Ngugi was a panelist at an event organised by Institute of Economic Affairs (IEA) and FES Kenya that discussed the impact of digitisation on the manufacturing sector.

“Current laws do not accommodate employers’ desire for automation,” he said. Under Section 2 of the Employment Act, 2007 redundancy is defined as the loss of employment, occupation, job or career by involuntary means through no fault of the employee.

“It involves termination of employment at the initiative of the employer, where the services of an employee are superfluous,” reads an advisory by Oraro Advocates.

Manufacturers argued that increased competition has left firms with no option but to automate so as to increase efficiency and market share.

Tobias Alando, head of membership at Kenya Association of Manufacturers said digitisation was the surest way to increase the contribution of manufacturing to the economy from the current 10 per cent to 15 per cent as envisaged in President Uhuru Kenyatta’s Big Four agenda.

A 2017 survey done by the World Economic Forum found that 52 per cent of work activities in Kenya are susceptible to automation, ahead of those in Nigeria (46 per cent), Ethiopia (44 per cent) and South Africa (41 per cent).

And with data from Kenya National Bureau of Statistics showing that there were about 2.5 million Kenyans engaged in employment by 2017, it means 1.3 million of them are at risk of losing their jobs to automation.

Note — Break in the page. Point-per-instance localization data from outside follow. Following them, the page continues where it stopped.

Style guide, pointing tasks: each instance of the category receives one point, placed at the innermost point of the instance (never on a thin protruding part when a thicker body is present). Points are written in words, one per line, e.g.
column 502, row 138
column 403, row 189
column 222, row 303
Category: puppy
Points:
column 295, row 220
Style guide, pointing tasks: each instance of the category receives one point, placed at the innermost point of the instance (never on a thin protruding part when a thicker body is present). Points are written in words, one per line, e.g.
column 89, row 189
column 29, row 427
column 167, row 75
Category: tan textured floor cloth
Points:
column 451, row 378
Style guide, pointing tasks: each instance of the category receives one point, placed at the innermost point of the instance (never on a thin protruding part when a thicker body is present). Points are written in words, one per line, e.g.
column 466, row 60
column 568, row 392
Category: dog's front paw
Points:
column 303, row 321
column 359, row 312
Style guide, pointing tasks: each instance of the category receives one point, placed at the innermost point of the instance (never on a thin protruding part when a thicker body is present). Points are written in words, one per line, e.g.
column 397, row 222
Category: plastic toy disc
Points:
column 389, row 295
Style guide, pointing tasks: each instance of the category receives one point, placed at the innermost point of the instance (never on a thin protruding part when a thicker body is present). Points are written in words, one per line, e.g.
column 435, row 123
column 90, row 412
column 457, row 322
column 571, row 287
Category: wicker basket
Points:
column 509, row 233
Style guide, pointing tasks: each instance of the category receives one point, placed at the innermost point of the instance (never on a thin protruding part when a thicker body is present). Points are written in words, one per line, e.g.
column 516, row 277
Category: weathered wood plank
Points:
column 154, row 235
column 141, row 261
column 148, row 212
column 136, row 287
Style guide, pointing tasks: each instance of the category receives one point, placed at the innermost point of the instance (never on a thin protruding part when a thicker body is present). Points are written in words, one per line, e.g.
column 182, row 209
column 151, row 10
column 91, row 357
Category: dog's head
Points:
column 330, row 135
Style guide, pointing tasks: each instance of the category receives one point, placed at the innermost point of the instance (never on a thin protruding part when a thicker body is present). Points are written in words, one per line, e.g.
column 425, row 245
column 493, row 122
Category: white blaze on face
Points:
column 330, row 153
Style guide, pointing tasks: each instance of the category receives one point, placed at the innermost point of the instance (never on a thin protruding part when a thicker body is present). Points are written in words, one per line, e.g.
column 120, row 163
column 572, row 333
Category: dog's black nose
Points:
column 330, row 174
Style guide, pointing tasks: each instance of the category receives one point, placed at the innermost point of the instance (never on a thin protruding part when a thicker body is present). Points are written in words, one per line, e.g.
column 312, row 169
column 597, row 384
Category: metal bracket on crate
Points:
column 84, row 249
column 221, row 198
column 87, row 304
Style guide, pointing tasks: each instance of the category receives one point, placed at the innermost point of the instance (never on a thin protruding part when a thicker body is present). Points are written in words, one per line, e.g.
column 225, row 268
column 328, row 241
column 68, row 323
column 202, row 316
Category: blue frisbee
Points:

Ngugi said they were not opposed to technology, but wanted fairness and decency in the jobs created and their terms.

A representative of the Ministry of Labour, Philip Didi, said the Government was keen on upskilling workers so as to deal with the challenges of the modern work environment.

“With digitisation, you have to do re-skilling,” he said, noting that training institutions were lagging behind industries.

“Digitisation should not be seen as a conflict between humans and machines, because we will lose. Your mode of production should be in a position where you can compete with all countries,” Mr Didi said.

IEA’s Kwame Owino said the surest way for workers to safeguard against the digital onslaught is to improve their productivity.